Last summer, in an announcement that attracted little attention outside the mortgage industry, Better announced it was partnering with data analytics giant Palantir Technologies to launch Tinman Marketplace.
“Tinman Marketplace empowers One Day Mortgage by taking in all of the investor requirements and the investor bids and enabling the underwriting process to seamlessly adapt based on the investor the mortgage is getting delivered to,” Garg said of the marketplace’s role in the process. “And no system of its kind exists in the mortgage industry today. We had to build it completely from scratch.”
Garg thinks it would be “extremely difficult” for a competitor to replicate One Day Mortgage, which requires taking customers through an automated flow and seamlessly figuring out what data elements they can provide and which can be acquired from third parties, and ordering them in the right fashion.
“You create a waterfall of rules that trigger for that consumer so they can get a mortgage in one day,” Garg said. Without all those elements in place, “You can’t make any of this happen.”
Prospects for a comeback
Last year’s rapid runup in interest rates was a crushing blow to many mortgage lenders who scaled up to cash in on the boom in refinancing during the pandemic as Federal Reserve policies brought rates to record lows. Low mortgage rates also helped fuel double digit home price appreciation that priced many would-be homebuyers out of the market.
But with the Fed signaling that it’s nearing the end of its rate hike campaign and a potential recession on the horizon, many economists expect rates to ease this year, and for home price appreciation to slow or reverse in many markets.
“I look at our business prospects and I say they are likely better today than they were last year where the real estate market was heavily disadvantaged,” Garg said. “Rates were rising, and consumers were just saying no, I’m out of the game. At least rates have stabilized. There’s a path to them potentially going lower — gravity works in both ways.”
Garg said Better has already made the pivot to making purchase loans the core of its business, and is ready to scale that business up.
“At the peak in 2021, 90 percent of our business was refinance,” Garg said. “This year, 90 percent of our businesses is purchase.

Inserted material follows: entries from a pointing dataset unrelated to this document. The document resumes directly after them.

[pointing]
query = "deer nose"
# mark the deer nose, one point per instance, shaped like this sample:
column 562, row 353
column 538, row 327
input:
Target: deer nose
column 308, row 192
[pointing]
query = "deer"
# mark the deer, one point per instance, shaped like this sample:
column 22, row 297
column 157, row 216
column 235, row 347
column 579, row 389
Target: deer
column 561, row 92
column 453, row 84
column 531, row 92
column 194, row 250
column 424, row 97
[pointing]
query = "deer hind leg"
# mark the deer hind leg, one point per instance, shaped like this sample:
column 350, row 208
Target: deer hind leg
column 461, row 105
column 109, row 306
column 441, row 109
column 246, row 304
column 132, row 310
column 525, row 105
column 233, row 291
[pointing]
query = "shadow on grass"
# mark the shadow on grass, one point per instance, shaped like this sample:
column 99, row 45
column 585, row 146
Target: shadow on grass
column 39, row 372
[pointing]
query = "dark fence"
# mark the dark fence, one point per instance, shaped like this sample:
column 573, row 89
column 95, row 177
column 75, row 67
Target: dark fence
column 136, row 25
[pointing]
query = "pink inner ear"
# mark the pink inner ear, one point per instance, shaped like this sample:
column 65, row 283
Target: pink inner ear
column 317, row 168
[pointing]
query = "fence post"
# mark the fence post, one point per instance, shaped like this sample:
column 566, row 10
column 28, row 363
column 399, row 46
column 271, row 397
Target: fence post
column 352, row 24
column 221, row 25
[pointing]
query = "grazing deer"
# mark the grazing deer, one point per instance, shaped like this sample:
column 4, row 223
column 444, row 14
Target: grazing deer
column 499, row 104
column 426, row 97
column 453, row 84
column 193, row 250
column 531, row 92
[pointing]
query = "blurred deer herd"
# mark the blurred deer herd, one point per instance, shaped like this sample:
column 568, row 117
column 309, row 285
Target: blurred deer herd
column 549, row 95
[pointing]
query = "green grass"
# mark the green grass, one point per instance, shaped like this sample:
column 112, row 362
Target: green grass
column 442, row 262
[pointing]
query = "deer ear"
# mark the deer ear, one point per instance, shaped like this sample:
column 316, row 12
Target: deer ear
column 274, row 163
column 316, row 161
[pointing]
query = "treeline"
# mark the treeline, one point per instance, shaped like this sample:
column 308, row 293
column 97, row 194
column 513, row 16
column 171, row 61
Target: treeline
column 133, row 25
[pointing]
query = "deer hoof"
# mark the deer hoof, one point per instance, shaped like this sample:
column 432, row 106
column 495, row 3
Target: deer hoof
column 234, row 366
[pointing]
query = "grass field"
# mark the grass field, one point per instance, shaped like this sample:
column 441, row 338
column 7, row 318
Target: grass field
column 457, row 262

So we have done tens of billions of dollars of purchase mortgages originated on the Internet, closed on time and with great customer satisfaction. This product is particularly relevant for purchase. One Day Mortgage changes the purchase game more than it changes the refinance game.”
If Better does have a second act as an innovator in purchase mortgages, Garg said it has the capacity to scale up quickly.
“As a company we grew during COVID to have a mortgage business that was bigger than Bank of America’s mortgage business on the retail side,” Garg said. “We can scale dramatically to meet the demands of the volume.”
Although Better plans to be “staffing up slowly this year,” Garg said that “this time, we’re not going to scale by hiring 10,000 people. This time we’re going to scale from technology. and that’s what we believe is going to be amazing.”
Editor’s note: This story was updated to include details from Better’s “One Day Mortgage Terms & Conditions,” and to note that while Better was founded in 2014, Better Mortgage launched in 2016.